En el ámbito religioso, consiste en defender la fe; y en el terreno gubernamental, en responder con fundamento ante la crítica, la acusación o el intento de desprestigiar las acciones públicas.
En el gobierno del presidente Luis Abinader sorprende la escasez de voces que asuman, con claridad, el rol de explicar y defender su gestión.
Silencio
Aunque su administración avanza en áreas claves, lo hace en un silencio que debilita su relato. “Quien no cuenta su historia, permite que otros la re-escriban”, advierte Antoni Gutiérrez-Rubí.
Aunque muchos insisten en que ese silencio obedece a una estrategia deliberada del propio presidente, sigo considerando que en ello radica una de las principales debilidades de la gestión.
A diferencia de otros presidentes latinoamericanos, Abinader ha optado por un estilo sobrio, técnico y moderado. No polariza, no dramatiza ni impone un relato épico. Sin embargo, esta virtud se convierte en debilidad cuando no hay quien la explique.
El presidente no debería ser su único vocero. En palabras de Mario Riorda, “la comunicación política no puede descansar solo en la figura del líder; necesita estructura, relato, institucionalidad”. Pero aquí, ni la estructura comunica ni el relato emociona. Y en política, sin emoción no hay memoria.
Esta situación contrasta con líderes que han asumido el rol de apologistas personales: AMLO lo hizo mientras gobernó, Trump y Bukele. Ellos concentran el relato, marcan la agenda y se relacionan directamente con el pueblo. No delegan el mensaje; lo monopolizan. La diferencia con Abinader es dramática: mientras aquellos construyen identidad, aquí se diluye.
El resultado es una gestión que funciona, pero que no inspira. Una presidencia que gobierna, pero que no lidera simbólicamente. “El poder que no se comunica, se pierde”, sentencia Joseph Nye.
Que el presidente hable y se exponga no es un error en sí mismo; el error es hacerlo sin respaldo narrativo.
En comunicación estratégica, la sobreexposición sin contrapeso es sinónimo de vulnerabilidad. El líder que habla todos los días y siempre está solo, se desgasta. Se convierte en blanco fácil. Y lo que ayer fue cercanía, hoy puede parecer desesperación. “El líder sin coro se vuelve eco de sí mismo”, escribió Noelle-Neumann. Sin apologistas, el poder se vuelve frágil. Sin relato, se vuelve invisible.
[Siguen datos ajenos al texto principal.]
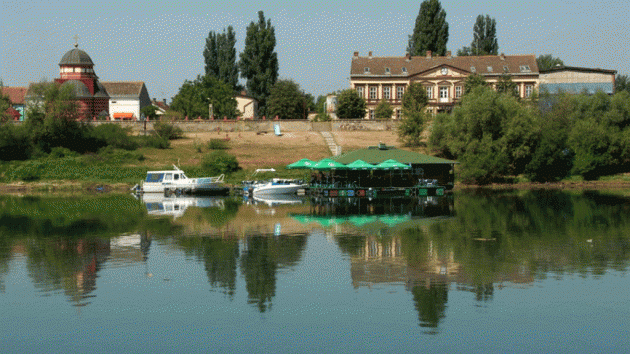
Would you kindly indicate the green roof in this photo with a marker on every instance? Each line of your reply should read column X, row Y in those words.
column 381, row 153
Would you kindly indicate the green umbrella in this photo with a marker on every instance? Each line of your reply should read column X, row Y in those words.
column 360, row 165
column 328, row 164
column 302, row 164
column 392, row 165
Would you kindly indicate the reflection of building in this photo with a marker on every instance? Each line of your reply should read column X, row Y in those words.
column 387, row 78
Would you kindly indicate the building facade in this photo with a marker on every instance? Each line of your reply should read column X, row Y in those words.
column 573, row 79
column 387, row 78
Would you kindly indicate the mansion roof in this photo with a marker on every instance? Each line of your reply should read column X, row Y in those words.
column 16, row 94
column 408, row 66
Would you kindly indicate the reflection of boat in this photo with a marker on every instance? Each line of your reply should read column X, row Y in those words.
column 175, row 206
column 279, row 199
column 175, row 181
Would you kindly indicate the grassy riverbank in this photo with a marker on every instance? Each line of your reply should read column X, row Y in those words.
column 119, row 171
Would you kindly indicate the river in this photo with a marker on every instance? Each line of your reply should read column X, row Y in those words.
column 473, row 271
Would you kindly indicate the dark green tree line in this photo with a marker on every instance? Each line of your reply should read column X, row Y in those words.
column 430, row 31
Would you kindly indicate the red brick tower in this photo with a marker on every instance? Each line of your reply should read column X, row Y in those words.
column 77, row 70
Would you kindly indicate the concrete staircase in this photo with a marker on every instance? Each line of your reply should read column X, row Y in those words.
column 332, row 145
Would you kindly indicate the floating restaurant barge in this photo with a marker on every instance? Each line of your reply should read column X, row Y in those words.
column 379, row 171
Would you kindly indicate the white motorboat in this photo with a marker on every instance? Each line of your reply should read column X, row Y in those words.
column 277, row 186
column 175, row 181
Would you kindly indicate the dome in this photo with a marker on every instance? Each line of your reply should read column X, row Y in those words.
column 76, row 56
column 80, row 90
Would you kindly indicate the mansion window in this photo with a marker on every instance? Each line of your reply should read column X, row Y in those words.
column 387, row 92
column 429, row 92
column 443, row 92
column 373, row 92
column 400, row 91
column 529, row 89
column 360, row 91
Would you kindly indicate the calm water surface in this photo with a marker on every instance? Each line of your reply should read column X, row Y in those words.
column 470, row 272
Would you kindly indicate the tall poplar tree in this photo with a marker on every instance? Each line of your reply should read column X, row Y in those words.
column 220, row 57
column 484, row 38
column 431, row 30
column 259, row 61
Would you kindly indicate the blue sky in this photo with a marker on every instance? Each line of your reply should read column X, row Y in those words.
column 161, row 43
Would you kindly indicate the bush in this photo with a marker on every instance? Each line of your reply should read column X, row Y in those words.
column 14, row 143
column 218, row 144
column 114, row 135
column 153, row 141
column 167, row 131
column 219, row 162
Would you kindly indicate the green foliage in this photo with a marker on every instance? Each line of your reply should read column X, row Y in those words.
column 548, row 61
column 15, row 143
column 430, row 31
column 473, row 81
column 287, row 101
column 220, row 57
column 491, row 134
column 149, row 112
column 350, row 105
column 194, row 98
column 259, row 62
column 219, row 162
column 218, row 144
column 383, row 110
column 167, row 131
column 114, row 135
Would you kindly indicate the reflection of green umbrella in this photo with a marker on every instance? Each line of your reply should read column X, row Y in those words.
column 360, row 220
column 392, row 165
column 328, row 164
column 392, row 220
column 360, row 165
column 302, row 164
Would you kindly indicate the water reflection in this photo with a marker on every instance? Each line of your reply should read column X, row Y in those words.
column 476, row 243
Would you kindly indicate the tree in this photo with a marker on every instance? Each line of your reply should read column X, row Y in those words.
column 350, row 105
column 383, row 110
column 430, row 31
column 287, row 101
column 220, row 57
column 472, row 81
column 506, row 85
column 194, row 98
column 413, row 103
column 622, row 83
column 259, row 62
column 547, row 61
column 484, row 36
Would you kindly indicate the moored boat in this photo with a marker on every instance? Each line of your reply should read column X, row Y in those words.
column 176, row 181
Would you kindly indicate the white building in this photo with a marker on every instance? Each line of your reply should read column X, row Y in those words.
column 126, row 99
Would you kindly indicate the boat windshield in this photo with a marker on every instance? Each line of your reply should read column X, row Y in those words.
column 154, row 177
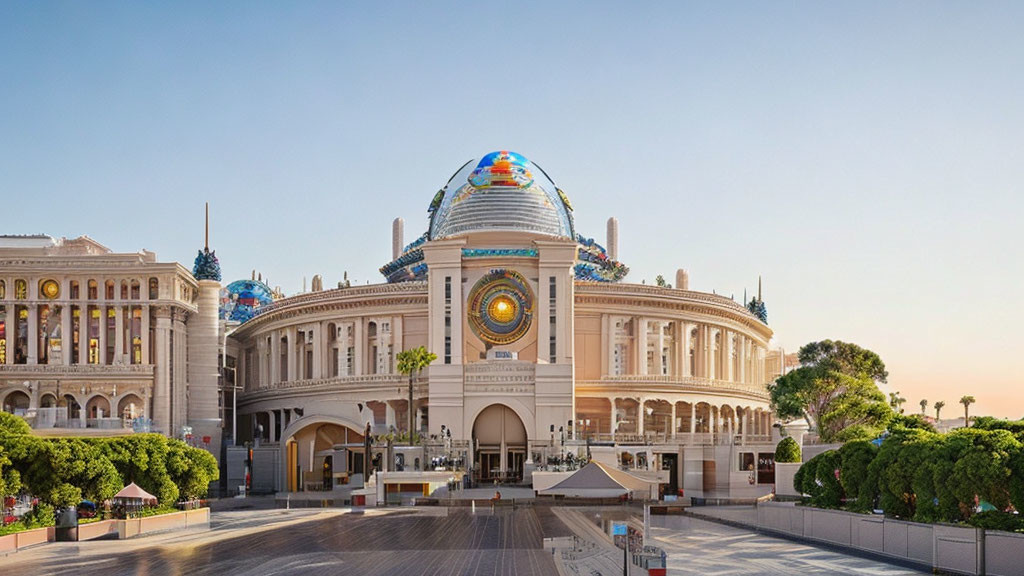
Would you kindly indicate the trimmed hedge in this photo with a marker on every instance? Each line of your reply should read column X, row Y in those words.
column 787, row 451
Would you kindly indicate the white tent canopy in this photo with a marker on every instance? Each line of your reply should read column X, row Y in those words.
column 600, row 481
column 133, row 492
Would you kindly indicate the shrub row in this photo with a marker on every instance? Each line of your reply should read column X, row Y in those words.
column 920, row 475
column 62, row 471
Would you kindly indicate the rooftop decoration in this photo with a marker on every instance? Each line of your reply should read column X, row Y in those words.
column 503, row 191
column 242, row 299
column 757, row 305
column 501, row 306
column 207, row 265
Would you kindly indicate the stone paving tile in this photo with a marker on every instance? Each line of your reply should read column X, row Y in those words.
column 698, row 546
column 504, row 543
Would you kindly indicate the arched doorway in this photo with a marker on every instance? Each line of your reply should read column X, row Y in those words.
column 500, row 441
column 130, row 407
column 323, row 455
column 16, row 403
column 97, row 407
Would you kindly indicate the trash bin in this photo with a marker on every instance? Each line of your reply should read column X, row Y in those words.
column 67, row 525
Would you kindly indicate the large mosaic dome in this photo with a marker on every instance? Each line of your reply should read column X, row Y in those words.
column 501, row 192
column 241, row 299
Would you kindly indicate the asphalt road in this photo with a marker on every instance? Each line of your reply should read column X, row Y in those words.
column 402, row 543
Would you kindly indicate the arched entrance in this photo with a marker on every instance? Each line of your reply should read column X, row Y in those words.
column 500, row 441
column 130, row 407
column 16, row 403
column 322, row 456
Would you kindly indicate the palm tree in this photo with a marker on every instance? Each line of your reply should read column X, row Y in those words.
column 967, row 401
column 412, row 362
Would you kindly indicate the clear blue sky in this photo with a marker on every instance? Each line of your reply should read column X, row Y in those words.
column 866, row 158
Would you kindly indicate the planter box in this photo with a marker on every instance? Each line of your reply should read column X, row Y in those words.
column 163, row 523
column 18, row 540
column 96, row 529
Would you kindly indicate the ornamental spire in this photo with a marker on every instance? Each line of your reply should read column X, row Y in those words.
column 207, row 266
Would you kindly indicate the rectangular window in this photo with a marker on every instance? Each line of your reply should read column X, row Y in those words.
column 448, row 320
column 747, row 461
column 552, row 314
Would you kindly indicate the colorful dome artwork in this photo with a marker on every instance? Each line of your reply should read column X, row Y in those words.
column 501, row 192
column 241, row 299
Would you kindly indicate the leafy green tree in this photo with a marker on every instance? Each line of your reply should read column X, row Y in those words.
column 854, row 459
column 190, row 468
column 62, row 470
column 910, row 421
column 983, row 466
column 412, row 362
column 10, row 423
column 142, row 458
column 967, row 401
column 787, row 451
column 835, row 388
column 10, row 480
column 818, row 480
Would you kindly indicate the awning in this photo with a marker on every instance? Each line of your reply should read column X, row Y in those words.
column 600, row 481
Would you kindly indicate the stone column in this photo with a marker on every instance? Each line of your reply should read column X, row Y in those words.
column 292, row 334
column 33, row 333
column 204, row 368
column 83, row 333
column 274, row 364
column 101, row 356
column 640, row 339
column 658, row 362
column 360, row 346
column 10, row 325
column 162, row 372
column 318, row 346
column 144, row 333
column 119, row 335
column 67, row 333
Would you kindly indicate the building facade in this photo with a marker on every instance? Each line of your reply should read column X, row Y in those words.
column 92, row 340
column 542, row 350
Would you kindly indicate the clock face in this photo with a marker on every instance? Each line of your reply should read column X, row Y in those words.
column 501, row 306
column 49, row 289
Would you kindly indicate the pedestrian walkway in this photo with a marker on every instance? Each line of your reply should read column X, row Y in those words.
column 696, row 546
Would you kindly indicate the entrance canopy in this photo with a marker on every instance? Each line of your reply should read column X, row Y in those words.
column 600, row 481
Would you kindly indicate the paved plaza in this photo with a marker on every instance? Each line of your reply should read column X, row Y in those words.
column 430, row 541
column 698, row 546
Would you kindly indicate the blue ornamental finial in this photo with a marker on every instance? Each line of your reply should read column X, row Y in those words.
column 757, row 307
column 207, row 265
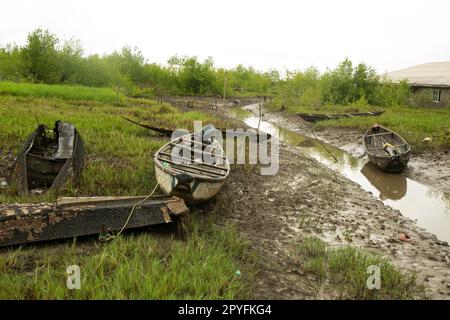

En gobiernos anteriores, el discurso tenía voceros naturales y estructuras apologéticas visibles. Balaguer proyectaba su visión a través de medios alineados y un estilo doctrinario.
Leonel Fernández construyó una narrativa globalista y modernizadora que fue ampliamente replicada. Danilo Medina consolidó un relato de cercanía y eficiencia que contó con repetidores disciplinados.